J Am Soc Mass Spectrom. 2023 Apr 5;34(4):775-783. doi: 10.1021/jasms.3c00069. Epub 2023 Mar 24.
Hydrogen-deuterium exchange mass spectrometry (HDX-MS) is a method to probe the solvent accessibility and conformational dynamics of a protein or a protein-ligand complex with respect to exchangeable amide hydrogens. Here, we present the application of HDX-MS to determine the binding sites of Affimer reagents to the monoclonal antibodies trastuzumab and pertuzumab, respectively. Intact and subunit level HDX-MS analysis of antibody-affimer complexes showed significant protection from HDX in the antibody Fab region upon affimer binding. Bottom-up HDX-MS experiments including online pepsin digestion revealed that the binding sites of the affimer reagents were mainly located in the complementarity-determining region (CDR) 2 of the heavy chain of the respective antibodies. Three-dimensional models of the binding interaction between the affimer reagents and the antibodies were built by homology modeling and molecular docking based on the HDX data.

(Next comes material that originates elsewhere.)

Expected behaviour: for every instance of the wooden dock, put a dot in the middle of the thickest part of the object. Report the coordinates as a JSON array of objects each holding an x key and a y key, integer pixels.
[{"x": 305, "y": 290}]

氢氘交换质谱(HDX-MS)是一种探测蛋白质或蛋白配体复合物中可交换酰胺氢原子的溶剂可及性和构象动力学的方法。本文介绍了 HDX-MS 在确定亲和素试剂与曲妥珠单抗和帕妥珠单抗单克隆抗体结合位点中的应用。抗体-亲和素复合物的完整和亚基水平的 HDX-MS 分析表明,亲和素结合后抗体 Fab 区域的 HDX 显著受到保护。基于 HDX 数据的自上而下的 HDX-MS 实验,包括在线胃蛋白酶消化,揭示了亲和素试剂的结合位点主要位于相应抗体重链的互补决定区(CDR)2。基于 HDX 数据,通过同源建模和分子对接构建了亲和素试剂与抗体之间结合相互作用的三维模型。